I never really "got" the new wave of NoSQL databases. Mongo seemed to be the one...

Nitramp · on Sept 27, 2014

I think people mix up three things:

(1) Transactional model. Many NoSQL databases are non-ACID, but others are (Google's stores all have some transactional guarantees). Some databases try to gain efficiency by relaxing their transactional guarantees, some probably just didn't get around to implementing a proper transactional system yet.

(2) Data model. The relational models can be overly restrictive as you cannot easily represent contained, repeated elements in an object without ending up in a crazy join smorgasbord. Note that that doesn't mean you have to be dynamically typed.

(3) Distribution/sharding/clustering. RDBMSes are traditionally single machine, and getting them to cluster is usually a huge source of pain. NoSQL databases are often built from the ground for sharding.

I think people go for MongoDB mostly for (2) and ease of use. Very few people have an actual big data problem where you really need (3), and for reliability there are simpler solutions (hot standby). (1) makes it so much easier to build reliable systems that it'd be a real deal breaker for me.

I personally don't understand why so many people go for NoSQL, seems to me like that creates a substantial cost, both for performance, but more importantly missing the transaction guarantees, with no real benefit, at least none that's obvious to me. MongoDB with its unapplied writes, no real transactions, but no real distribution story seems like an odd choice in particular.

jl6 · on Sept 27, 2014

> ... contained, repeated elements in an object

Pardon me if I'm just sniping on the word "object" here, but if you think of your data as objects then you will find the relational model restrictive.
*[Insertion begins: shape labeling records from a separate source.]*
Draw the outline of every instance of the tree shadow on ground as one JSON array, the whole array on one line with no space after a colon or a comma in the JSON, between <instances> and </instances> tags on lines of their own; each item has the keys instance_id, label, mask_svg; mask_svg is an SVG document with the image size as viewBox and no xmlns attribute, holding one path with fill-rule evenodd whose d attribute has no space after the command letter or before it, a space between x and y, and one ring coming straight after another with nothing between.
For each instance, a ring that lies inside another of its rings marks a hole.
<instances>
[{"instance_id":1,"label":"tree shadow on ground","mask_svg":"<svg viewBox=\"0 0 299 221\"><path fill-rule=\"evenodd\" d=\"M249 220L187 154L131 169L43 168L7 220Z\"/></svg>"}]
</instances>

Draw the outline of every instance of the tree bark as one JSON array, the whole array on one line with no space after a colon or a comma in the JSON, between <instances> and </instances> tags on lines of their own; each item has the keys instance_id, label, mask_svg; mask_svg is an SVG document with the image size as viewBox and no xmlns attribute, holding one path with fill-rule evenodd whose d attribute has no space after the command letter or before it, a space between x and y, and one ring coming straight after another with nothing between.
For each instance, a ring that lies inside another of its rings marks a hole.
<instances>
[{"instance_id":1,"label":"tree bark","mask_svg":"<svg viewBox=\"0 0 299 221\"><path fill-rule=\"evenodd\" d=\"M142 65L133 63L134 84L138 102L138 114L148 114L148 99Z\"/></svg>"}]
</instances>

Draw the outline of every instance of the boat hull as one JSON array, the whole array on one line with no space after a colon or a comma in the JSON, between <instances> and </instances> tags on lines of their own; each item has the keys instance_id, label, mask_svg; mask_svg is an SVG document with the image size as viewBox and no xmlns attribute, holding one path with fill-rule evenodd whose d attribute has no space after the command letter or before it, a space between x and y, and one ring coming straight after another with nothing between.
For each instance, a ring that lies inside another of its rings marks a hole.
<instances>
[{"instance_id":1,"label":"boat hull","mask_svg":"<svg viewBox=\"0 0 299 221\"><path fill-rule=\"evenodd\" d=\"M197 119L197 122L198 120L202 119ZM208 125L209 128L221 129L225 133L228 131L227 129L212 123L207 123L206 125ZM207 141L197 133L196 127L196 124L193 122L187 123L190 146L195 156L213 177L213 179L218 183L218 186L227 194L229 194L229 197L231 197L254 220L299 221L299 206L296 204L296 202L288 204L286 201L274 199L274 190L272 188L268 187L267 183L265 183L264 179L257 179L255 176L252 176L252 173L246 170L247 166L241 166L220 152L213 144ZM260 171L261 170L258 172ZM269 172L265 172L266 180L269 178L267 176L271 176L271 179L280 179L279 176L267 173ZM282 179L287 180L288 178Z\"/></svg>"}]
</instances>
In my experience, objects are an application concept, closely coupled to an implementation. If you can conceive of your data in implementation-independent terms, i.e. as entities and relationships, then you can put a RDBMS to effective use.

admiun · on Sept 27, 2014

You don't need big data for (3), we use mongo sharding primarily for spreading database write load. Not saying that it's the best way to do that but it's what we use it for and I doubt we're the only ones.

sergiosgc · on Sept 27, 2014

I see where you are coming from, and my opinion is mostly the same. However, I can see a use case for relaxing constraints in a distributed scenario, as described by the CAP theorem.

In a distributed scenario, when a partition event occurs, relational databases opt for consistency, whereas nosql opts for availability. This is formally correct behaviour by relational dbs, but comes with a cost. The cost is a serial performance component, that can't be parallelized. Nosql DBs (most of them), in this scenario, go for availability, and may thus eschew some consistency guarantee tasks, with a cost in data consistency and an advantage in parallel performance.

The trick, as ever, is to use each tool in its function. Nosql and relational dbs are wholly different tools, for wholly different problem classes. Using nosql where consistency is paramount irks me to no end, and that is the case 80% of the time I see people using nosql. On the other hand, in specific cases, nosql DBs are a new useful tool in my arsenal.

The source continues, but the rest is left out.